TWiStErRob / net.twisterrob.inventory

Magic Home Inventory https://play.google.com/store/apps/details?id=net.twisterrob.inventory
https://www.twisterrob.net/project/inventory/
20 stars 1 forks source link

International search #170

Open TWiStErRob opened 4 years ago

TWiStErRob commented 4 years ago

Cyrillic characters are not searchable because they're probably tokenized wrong by FTS.

The "unicode61" tokenizer is available beginning with SQLite version 3.7.13 (2012-06-11). -- https://www.sqlite.org/fts3.html#tokenizer

And has become the default in Android 5.0 (API 21) SQLite 3.8.6:

The unicode61 tokenizer is now included in FTS4 by default. -- https://www.sqlite.org/releaselog/3_8_6.html

According to https://stackoverflow.com/a/4377116/253468

SQLite 3.8.6: 21-5.0-Lollipop SQLite 3.7.11: 19-4.4-KitKat

Not working:

TWiStErRob commented 4 years ago

Search can't seem to find words with lithuanian letters, like š, č and others. I'm guessing it's the same with all non-latin letters. -- https://mail.google.com/mail/u/0/#inbox/FMfcgxvzLDrxJNnThJwBqKTBjnmPVVKk

TWiStErRob commented 4 years ago

No russian search, but not a problem for me. -- ~https://play.google.com/apps/publish/?account=7995455198986011414#ReviewDetailsPlace:p=net.twisterrob.inventory&reviewid=gp:AOqpTOH7m8Z6aykf4DWNSBXq3UMxTrUFFnjnlTAK5PpHuSkjZZXtdSxGcYCidZ8LwKajmUHp1uWTzD1qTI7Z~ -- https://play.google.com/console/u/0/developers/7995455198986011414/app/4974852622245161228/user-feedback/review-details?reviewId=faf7bd15-8f8a-4411-b3de-07d75337177b&corpus=PUBLIC_REVIEWS

TWiStErRob commented 4 years ago

Very poor search. -- ~https://play.google.com/apps/publish?account=7995455198986011414#ReviewDetailsPlace:p=net.twisterrob.inventory&reviewid=gp:AOqpTOF3WefYqI2eT9CLmGG6nIb3HK27wUuHC2aO-ZUWYdLrRGZzutY5hPvpergQPzwt0Jy0an4JuMX-dw2V~ -- https://play.google.com/console/u/0/developers/7995455198986011414/app/4974852622245161228/user-feedback/review-details?reviewId=49bfe869-37e5-4aa3-aa55-d2253a57a4e1&corpus=PUBLIC_REVIEWS

Probably Cyrillic based on device language and user's name.

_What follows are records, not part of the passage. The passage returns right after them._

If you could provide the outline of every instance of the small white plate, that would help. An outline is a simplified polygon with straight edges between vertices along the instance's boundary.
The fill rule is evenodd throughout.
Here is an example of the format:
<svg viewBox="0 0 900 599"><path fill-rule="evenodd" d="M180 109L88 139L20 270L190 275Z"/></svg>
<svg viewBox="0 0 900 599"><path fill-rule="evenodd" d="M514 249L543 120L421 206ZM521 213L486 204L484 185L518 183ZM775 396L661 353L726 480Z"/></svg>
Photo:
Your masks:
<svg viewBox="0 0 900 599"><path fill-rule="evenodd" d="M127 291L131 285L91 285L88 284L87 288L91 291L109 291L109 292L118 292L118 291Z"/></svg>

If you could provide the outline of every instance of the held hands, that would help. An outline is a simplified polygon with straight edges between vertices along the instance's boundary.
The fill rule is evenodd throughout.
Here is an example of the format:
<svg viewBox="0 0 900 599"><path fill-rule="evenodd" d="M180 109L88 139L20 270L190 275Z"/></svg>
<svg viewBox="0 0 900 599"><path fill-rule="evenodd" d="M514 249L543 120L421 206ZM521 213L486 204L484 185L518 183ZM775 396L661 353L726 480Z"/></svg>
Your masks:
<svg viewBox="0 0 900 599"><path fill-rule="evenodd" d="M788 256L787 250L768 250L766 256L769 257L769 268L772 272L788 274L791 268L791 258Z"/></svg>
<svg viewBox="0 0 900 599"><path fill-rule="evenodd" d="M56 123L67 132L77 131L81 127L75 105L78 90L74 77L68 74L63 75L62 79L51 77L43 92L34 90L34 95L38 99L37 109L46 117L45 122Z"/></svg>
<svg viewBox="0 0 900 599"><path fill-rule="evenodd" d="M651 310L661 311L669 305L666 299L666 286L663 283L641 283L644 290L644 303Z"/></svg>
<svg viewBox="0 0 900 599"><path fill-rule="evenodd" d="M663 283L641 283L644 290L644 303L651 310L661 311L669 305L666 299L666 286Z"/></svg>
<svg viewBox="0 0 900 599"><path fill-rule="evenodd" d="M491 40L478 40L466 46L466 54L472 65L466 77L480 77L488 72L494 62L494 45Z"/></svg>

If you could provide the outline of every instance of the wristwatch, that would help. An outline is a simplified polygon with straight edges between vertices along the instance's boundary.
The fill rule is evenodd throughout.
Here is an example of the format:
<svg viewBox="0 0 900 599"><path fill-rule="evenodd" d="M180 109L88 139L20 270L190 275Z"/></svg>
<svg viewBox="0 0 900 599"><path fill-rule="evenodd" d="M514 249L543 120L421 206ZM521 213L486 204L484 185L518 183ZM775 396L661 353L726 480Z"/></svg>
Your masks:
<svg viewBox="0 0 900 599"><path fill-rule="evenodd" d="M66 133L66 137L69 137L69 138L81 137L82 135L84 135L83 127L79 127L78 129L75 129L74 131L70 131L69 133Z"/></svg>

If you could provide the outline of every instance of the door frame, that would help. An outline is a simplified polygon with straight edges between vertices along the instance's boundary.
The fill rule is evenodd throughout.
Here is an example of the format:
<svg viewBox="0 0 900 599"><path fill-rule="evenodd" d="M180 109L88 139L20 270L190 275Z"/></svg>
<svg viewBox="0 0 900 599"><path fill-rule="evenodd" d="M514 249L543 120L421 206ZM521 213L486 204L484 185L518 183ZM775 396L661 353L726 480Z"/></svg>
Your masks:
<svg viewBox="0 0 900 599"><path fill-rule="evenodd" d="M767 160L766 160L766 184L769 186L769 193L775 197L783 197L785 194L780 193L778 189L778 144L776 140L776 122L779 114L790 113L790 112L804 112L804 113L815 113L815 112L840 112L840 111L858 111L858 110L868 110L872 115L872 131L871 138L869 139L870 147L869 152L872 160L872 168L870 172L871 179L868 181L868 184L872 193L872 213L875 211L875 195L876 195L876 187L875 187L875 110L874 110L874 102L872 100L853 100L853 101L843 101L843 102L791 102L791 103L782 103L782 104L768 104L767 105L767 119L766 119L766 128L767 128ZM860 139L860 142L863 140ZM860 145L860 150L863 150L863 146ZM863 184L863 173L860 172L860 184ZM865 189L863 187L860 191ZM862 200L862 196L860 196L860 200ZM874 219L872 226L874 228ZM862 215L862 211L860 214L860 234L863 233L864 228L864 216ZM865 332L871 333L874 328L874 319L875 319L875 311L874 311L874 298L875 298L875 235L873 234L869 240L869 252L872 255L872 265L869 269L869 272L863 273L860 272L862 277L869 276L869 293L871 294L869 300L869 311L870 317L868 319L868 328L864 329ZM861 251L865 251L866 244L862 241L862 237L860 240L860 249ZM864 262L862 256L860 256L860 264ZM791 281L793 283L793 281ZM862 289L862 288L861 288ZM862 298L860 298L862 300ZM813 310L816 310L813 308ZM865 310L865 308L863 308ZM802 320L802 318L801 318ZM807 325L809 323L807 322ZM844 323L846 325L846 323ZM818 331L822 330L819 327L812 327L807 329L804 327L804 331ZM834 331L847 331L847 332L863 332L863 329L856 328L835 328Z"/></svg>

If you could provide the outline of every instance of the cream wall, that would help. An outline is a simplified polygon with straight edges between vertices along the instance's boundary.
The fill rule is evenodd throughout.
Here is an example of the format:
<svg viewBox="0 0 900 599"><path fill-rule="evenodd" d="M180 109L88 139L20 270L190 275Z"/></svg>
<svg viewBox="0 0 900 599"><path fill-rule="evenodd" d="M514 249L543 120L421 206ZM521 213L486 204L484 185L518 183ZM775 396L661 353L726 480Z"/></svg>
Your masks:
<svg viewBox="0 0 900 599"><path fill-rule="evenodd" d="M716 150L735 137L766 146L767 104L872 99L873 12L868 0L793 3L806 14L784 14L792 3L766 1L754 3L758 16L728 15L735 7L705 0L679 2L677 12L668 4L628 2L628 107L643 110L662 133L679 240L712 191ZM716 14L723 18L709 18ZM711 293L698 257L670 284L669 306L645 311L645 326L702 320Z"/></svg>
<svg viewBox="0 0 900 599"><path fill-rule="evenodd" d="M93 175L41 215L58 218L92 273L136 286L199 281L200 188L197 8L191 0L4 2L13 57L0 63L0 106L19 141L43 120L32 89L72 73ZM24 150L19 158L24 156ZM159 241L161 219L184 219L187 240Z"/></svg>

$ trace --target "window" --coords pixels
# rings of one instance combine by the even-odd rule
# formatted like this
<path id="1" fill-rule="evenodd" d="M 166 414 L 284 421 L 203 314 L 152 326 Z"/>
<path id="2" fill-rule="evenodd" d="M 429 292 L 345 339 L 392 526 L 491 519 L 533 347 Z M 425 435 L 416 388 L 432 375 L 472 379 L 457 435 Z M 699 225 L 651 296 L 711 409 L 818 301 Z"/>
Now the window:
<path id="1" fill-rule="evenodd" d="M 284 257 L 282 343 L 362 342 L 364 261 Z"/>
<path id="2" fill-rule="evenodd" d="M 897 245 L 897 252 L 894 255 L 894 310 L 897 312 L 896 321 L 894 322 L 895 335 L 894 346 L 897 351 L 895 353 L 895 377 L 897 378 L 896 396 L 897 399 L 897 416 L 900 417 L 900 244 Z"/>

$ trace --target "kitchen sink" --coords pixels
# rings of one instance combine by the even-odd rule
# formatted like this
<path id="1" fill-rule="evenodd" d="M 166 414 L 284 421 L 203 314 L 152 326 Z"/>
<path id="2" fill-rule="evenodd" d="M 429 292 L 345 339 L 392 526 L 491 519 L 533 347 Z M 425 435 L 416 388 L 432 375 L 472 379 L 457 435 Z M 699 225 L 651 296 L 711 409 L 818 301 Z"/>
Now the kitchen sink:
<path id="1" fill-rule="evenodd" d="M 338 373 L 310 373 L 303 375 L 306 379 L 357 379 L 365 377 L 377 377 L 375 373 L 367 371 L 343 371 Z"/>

razumeiko commented 1 year ago

Hi @TWiStErRob . Thanks for the app, it's really great! Just curious, are you planning to fix cyrillic search soon? Or it's not in near feature plans? This is really critical that you are unable to search in Cyrillic . Thanks!

TWiStErRob commented 1 year ago

@razumeiko I have prepared for this change for many months now, getting closer.

I'm sorry to say, but I'm disabling distribution in Cyrillic script countries until this is fixed. Because I'm getting too many bad reviews for a feature that's listed explicitly as not available in the Play Store description. Existing installs will stay. Sideloading from e.g. apkpure is still possible.

Most recent 1*:

Add app translation as well as search in other languages. -- https://play.google.com/console/u/0/developers/7995455198986011414/app/4974852622245161228/user-feedback/review-details?reviewId=08a37b19-e1e8-4c4e-b175-56ff0788ac58&corpus=PUBLIC_REVIEWS

TWiStErRob commented 1 year ago

Russian search doesn't work. https://mail.google.com/mail/u/0/#inbox/159b6b29576f11a1 / https://mail.google.com/mail/u/0/#inbox/FMfcgxmSdZQLzFHjVvnlrhthtKmTRDNw https://play.google.com/console/u/0/developers/7995455198986011414/app/4974852622245161228/user-feedback/review-details?reviewId=cc24f051-6a85-42b6-a575-c1a2479d199d&corpus=PUBLIC_REVIEWS

TWiStErRob commented 1 year ago

@razumeiko can you please help me a bit? I just double-checked this and Cyrillic character search works just fine since the first version (this screenshot is from my original first published version): image

although it doesn't handle upper-case (П) and lower-case (п) characters equal ![image](https://github.com/TWiStErRob/net.twisterrob.inventory/assets/2906988/df34cee0-19b1-4a37-9978-c4cb712f1d16)

Can you please send me some item names, and search queries that you would expect to work differently?

razumeiko commented 1 year ago

Hey, @TWiStErRob , here is what I found. So here is the room I created with 5 items, I tried different names with spaces and same text, but some of them starts from the uppercase letters and some of them not, both Cyrillic(Russian/Ukranian) and Latin(English). image

Interesting, the search works but only if the word is lowercase. You can see if I have item with three words with part "тест", one upper and all other lower cases, search will find this lower cased but will not find same word with upper image

I tested the same experiment with English words, and they works as expected, here search is case-insensitive. image

Also it does not matter if you are trying to search exactly as it is with uppercase, if the word has uppercase it will not go to the search no matter how you write it in the search box.

TWiStErRob commented 1 year ago

Thanks @razumeiko! I see why people say it's "bad". Search only works with non-latin if the whole inventory has lower-case only name, but the "Item Name" field automatically starts with an upper-case letter, so people won't do this, unless they intentionally want to.

The search engine I used only supported ASCII (latin) case-insensitive search (old Android). The new one is Unicode, so it knows how to map all scripts.

Oddly when searching the search query was lower-cased correctly, I probably do that manually somewhere in the code, I'll have to remove that to make it consistent.

I got the fix for this (just using a better search engine); left: bad, right: fixed.

image

razumeiko commented 1 year ago

Nice! Waiting for this update. Thanks for your hard work!